Regenerative medicine in spinal cord injuries (SCI) is proving to help the human body create new cell and nerve connections that are severed during this type of injury. In a review of current scientific research for stem cell treatment in SCI published this month in the Springer journal Neurotheraputics, Dr. Michael Fehlings and Dr. Reaz Vawda from the Krembil Neuroscience Centre, Toronto Western Hospital in Ontario, Canada, provide evidence that supports researchers moving beyond the lab to conduct human clinical trials for stem cells. Spinal cord injuries remain one of the most difficult conditions to overcome. Despite the advances made in surgical interventions, drugs and rehabilitation programs, the cascade of damage that ultimately affects the body at the cellular level cannot be reversed. Stem cell research brings tremendous hope to those who remain paralyzed after such a devastating injury. But according to Dr. Fehlings, patients are not able to realize the potential benefits of stem cell therapy because research is largely stuck in the laboratory.

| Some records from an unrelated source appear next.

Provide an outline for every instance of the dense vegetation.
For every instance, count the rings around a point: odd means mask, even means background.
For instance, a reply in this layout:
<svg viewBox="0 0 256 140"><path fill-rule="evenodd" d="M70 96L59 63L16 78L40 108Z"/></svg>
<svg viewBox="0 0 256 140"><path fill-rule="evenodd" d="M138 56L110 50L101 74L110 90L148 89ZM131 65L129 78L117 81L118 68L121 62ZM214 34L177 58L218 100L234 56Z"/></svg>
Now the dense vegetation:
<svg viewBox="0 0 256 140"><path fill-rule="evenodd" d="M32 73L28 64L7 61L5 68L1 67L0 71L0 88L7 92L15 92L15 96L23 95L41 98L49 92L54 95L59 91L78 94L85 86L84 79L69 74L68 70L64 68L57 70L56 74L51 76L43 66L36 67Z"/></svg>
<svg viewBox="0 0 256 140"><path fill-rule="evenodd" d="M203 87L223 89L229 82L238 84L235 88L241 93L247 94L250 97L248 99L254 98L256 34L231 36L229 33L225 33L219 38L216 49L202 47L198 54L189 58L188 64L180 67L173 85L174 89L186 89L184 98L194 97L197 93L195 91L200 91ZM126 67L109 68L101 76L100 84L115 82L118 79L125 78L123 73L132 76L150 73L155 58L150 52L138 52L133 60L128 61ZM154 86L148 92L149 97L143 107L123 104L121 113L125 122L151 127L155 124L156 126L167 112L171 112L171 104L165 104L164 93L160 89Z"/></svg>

“With the exception of a few clinical trials, current research is stalled at the animal model stage,” said Dr. Fehlings. “Scientists from around the world have demonstrated as much as they can in lab models that stem cells have an impact on spinal cord injuries and can be transplanted into patients. Now we need the support and coordination of regulatory bodies to move this science forward. ”The study critically evaluates 11 different cell types/sources and the evidence justifying their use. For example, BMSCs (Bone marrow stromal cells ) have an established safety record, as well as a beneficial effect after thoracic SCI. Glial restricted progenitors (GRPs) and oligodendrocytic progenitors (OPCs) are described to have a track record that favours the continuation of more clinical trials and Neural Progenitor Cells (NPC), of which one line of immortalized foetal NPCs has been subjected to extensive pre-clinical safety testing, may have potential benefits. Spinal cord injuries not only cause life-long disability and carry major psychological effects, injuries to the cervical spine (neck) have a mortality rate of 10 percent in the first year following injury and an expected lifespan of only 10 – 15 years post injury. Some of the evidence for increasing and expanding clinical trials from the study includes:
•There are more than a dozen recently completed, ongoing or recruiting cell therapy clinical trials for SCI. •No experimental mode, rodent or otherwise, will completely mimic the human condition and it is an unrealistic hurdle for all pre-clincial findings to be validated in animals. •There are substantial pre-clinical and earlier clinical safety studies of satisfactory quality and reliability carried out so far to justify the immediate translation into the clinic. •Advances in the application of regenerative neuroscience to SCI can only be made with an investigative approach that balances excellent preclinical research with rigorous ethical clinical trials.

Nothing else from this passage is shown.